Wire-Actuated Parallel Robots for Cochlear Implantation with In-vivo Sensory Feedback
Pile, Jason Anthony
Robot-assisted cochlear implant (CI) surgery is a new research area that emerged in the last decade. The goal of robotic assistance is to improve patient hearing outcomes through improved surgical access and the minimization of intracochlear trauma during implantation. This thesis presents several research efforts converging on a system for robotic atraumatic CI insertion. The work begins with the characterization of fundamental aspects of CI implantation. This leads to the synthesis of a robot design for the implantation task. Lastly, intelligent control through in-vivo sensory feedback is investigated for improvement in CI insertion and final placement. The motivation behind this research stems from fundamental knowledge gaps in both characterization of the CI surgical domain and in robot design and control. Current solutions for robot-assisted CI surgery do not exhibit adaptability to changes from nominal CI insertion plans. This lead to exploration of a new domain of in-vivo sensory guided robotic insertion of CI electrode arrays. The contributions of this work include a system architecture derived from the clinical specifications of CI surgery while simultaneously exploring theoretical gaps in the areas of mechanism design and static balancing of serial and parallel mechanisms.

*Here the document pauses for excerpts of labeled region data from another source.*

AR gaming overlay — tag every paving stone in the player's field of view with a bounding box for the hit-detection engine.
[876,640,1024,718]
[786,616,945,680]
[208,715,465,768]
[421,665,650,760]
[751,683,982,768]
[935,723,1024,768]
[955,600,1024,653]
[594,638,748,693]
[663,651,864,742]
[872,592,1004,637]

Methodical derivation of specifications for surgical access during CI implantation are presented and include available workspace, kinematic behavior of under-actuated implants, and baseline expectations of insertion forces. From this, the synthesis of a robotic wire-driven insertion platform for CI is presented. Lastly, both force and intra-cochlear impedance data collected by the proposed robot are used to add intelligent correction to the implantation procedure. These corrections include physical misalignment of the robotic system to the patient anatomy and incorrect models of the non-visible intra-cochlear geometry. Novel algorithms utilizing in-vivo sensory feedback for robot-assisted CI insertion guidance and fault detection are proposed and experimentally demonstrated using several robotic platforms. The implications of this research extend to providing new methods of CI insertion and also design of compact parallel robots with remote actuation.